We built the agent-side execution system:

  • ExecuteTask - Command dispatcher using method expressions
  • Orchestrators - Command-specific coordination logic
  • Doer Interface - Cross-platform with build tags
  • Windows Shellcode - Reflective DLL loading
  • Result Handling - Server receives and displays results
type OrchestratorFunc func(*HTTPSAgent, *server.HTTPSResponse) AgentTaskResult

func registerCommands(agent *HTTPSAgent) {
    agent.commandOrchestrators["shellcode"] = (*HTTPSAgent).orchestrateShellcode
    agent.commandOrchestrators["download"] = (*HTTPSAgent).orchestrateDownload
    agent.commandOrchestrators["persist"] = (*HTTPSAgent).orchestratePersist
}

Part 8: Extending the Framework (Lessons 22-23)

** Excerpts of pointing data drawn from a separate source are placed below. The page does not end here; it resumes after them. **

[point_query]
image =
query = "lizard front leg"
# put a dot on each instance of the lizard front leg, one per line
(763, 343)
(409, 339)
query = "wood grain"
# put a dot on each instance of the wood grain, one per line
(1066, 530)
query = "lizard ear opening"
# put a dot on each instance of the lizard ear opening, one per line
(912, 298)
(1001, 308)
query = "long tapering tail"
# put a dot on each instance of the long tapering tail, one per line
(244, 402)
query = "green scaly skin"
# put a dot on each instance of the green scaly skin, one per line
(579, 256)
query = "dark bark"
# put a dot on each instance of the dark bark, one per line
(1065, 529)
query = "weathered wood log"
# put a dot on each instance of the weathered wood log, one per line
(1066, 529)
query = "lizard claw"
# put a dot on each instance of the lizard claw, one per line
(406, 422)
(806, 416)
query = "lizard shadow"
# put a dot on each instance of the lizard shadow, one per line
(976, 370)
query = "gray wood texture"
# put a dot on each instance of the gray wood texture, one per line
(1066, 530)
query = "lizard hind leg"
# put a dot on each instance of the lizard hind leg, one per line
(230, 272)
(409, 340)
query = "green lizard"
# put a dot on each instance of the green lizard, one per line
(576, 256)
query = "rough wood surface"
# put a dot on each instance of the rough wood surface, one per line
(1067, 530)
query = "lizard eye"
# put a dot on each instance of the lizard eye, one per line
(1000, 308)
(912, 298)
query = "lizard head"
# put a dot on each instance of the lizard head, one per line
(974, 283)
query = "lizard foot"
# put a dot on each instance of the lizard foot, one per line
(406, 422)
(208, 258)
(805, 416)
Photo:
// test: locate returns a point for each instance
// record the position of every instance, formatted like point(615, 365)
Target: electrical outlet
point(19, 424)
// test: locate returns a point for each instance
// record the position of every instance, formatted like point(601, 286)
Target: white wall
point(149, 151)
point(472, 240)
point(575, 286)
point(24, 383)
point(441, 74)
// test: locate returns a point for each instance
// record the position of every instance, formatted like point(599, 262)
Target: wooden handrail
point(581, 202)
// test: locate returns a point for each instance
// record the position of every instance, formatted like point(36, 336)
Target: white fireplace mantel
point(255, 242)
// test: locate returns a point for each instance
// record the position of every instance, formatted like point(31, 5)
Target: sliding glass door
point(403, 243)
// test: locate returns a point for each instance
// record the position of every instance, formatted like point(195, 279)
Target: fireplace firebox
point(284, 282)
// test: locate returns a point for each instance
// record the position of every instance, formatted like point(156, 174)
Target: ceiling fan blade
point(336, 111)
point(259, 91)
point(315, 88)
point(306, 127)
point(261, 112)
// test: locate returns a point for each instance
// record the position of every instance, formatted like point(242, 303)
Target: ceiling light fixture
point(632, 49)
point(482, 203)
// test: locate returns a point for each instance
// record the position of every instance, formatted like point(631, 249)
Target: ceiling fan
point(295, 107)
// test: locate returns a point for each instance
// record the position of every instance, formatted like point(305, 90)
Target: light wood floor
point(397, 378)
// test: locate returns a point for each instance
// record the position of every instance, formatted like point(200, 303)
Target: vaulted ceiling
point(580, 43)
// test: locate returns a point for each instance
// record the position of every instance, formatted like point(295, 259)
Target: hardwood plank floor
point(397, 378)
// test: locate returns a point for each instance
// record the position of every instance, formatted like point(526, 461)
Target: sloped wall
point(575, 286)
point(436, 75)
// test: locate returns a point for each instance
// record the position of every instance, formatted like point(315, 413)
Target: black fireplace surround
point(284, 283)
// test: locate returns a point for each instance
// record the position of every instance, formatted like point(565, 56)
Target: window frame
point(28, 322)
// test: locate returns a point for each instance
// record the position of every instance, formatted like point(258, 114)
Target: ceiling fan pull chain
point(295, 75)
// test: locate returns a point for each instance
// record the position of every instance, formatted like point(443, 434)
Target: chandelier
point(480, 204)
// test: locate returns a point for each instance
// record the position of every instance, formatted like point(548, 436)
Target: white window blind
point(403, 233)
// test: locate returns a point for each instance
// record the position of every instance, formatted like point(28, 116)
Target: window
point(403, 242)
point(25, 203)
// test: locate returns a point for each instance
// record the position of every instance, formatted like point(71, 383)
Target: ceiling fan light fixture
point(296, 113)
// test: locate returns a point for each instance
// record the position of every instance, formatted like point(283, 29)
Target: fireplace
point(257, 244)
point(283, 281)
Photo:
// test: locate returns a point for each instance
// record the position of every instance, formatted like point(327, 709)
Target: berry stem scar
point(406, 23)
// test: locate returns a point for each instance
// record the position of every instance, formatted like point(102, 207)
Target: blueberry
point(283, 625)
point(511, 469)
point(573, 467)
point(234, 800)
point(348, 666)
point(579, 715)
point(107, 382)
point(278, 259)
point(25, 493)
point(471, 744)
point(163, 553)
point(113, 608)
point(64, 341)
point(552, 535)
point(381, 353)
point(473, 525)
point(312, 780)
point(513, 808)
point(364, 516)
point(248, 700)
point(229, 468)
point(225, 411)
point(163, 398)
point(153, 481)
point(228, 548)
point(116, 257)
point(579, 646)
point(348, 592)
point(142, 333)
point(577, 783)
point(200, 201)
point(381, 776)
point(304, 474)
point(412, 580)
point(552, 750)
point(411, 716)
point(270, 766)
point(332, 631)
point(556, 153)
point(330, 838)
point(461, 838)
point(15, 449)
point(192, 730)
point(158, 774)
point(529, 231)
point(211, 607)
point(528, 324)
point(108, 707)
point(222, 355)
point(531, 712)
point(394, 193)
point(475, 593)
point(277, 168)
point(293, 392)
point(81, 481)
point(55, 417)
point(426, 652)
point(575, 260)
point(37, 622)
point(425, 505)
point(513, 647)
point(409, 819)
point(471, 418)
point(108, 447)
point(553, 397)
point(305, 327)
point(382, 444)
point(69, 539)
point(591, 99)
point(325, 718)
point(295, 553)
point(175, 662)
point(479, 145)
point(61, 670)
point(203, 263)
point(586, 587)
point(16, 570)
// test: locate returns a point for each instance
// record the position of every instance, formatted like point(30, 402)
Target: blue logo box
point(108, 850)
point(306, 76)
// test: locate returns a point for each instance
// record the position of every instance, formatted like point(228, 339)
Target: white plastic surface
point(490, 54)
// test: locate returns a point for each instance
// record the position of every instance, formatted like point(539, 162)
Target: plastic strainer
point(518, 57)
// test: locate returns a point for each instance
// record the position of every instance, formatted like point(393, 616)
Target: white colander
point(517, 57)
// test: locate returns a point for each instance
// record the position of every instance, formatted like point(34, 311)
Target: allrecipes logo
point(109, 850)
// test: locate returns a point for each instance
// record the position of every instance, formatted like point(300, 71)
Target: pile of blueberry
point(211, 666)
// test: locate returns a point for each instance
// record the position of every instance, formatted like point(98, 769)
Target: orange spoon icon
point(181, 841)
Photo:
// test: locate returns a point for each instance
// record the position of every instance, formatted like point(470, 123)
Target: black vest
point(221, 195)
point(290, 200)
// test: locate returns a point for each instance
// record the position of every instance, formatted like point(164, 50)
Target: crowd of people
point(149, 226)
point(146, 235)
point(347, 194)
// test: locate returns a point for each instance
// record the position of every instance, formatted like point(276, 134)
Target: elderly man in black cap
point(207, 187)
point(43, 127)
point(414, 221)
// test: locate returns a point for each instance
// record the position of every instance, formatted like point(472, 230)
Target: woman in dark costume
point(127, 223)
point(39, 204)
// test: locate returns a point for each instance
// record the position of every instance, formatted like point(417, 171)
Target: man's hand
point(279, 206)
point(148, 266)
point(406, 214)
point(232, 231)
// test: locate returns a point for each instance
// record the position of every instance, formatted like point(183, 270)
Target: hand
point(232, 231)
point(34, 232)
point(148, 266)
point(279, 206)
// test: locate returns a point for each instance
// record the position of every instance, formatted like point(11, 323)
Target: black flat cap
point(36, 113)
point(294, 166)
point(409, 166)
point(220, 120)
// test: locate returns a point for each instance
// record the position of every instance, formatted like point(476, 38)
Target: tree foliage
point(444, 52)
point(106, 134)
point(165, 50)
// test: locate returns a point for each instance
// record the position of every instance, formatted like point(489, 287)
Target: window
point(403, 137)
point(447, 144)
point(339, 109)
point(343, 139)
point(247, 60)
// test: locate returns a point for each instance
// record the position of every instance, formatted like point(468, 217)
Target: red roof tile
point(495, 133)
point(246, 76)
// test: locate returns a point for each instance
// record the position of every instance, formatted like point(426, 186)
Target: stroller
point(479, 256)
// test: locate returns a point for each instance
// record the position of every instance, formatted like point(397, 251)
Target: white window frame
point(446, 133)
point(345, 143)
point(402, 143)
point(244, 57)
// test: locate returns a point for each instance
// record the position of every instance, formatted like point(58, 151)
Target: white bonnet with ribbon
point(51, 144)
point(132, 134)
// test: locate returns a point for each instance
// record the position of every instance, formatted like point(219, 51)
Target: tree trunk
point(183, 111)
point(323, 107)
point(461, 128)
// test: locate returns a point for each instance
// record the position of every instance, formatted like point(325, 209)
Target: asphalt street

We demonstrated framework extensibility:

  • Download Command - File exfiltration in ~100 lines
  • Persistence Command - Windows Registry and Startup folder

The architecture makes adding new commands predictable:

  1. Create argument types (client and agent)
  2. Add validator and processor on server
  3. Add orchestrator on agent
  4. Add doer on agent (with build tags if OS-specific)
  5. Register the command

Key Go Patterns Mastered

PatternWhere Used
Interfaces & PolymorphismServer/Agent protocol abstraction
Factory FunctionsNewServer(), NewAgent()
Method ExpressionsCommand routing in ExecuteTask
Build TagsOS-specific doer implementations
Goroutines & ChannelsConcurrent servers, signal handling
json.RawMessageFlexible command arguments
Context & CancellationGraceful shutdown

Commands Implemented

CommandDescription
shellcodeExecute shellcode via reflective DLL loading
downloadExfiltrate files from target system
persistInstall Windows persistence (Registry/Startup)

The Complete Flow

1. Operator -> curl POST /command
2. Server validates, processes, queues
3. Agent beacons, receives command
4. ExecuteTask routes to orchestrator
5. Orchestrator validates, calls doer
6. Doer executes OS-specific logic
7. Agent sends result to server
8. Server displays result

You’ve built a real C2 framework with:

  • Multiple communication protocols
  • Dynamic protocol switching
  • Encrypted and authenticated communications
  • Extensible command architecture
  • Cross-platform support via build tags
  • Windows persistence capabilities

This is a significant accomplishment!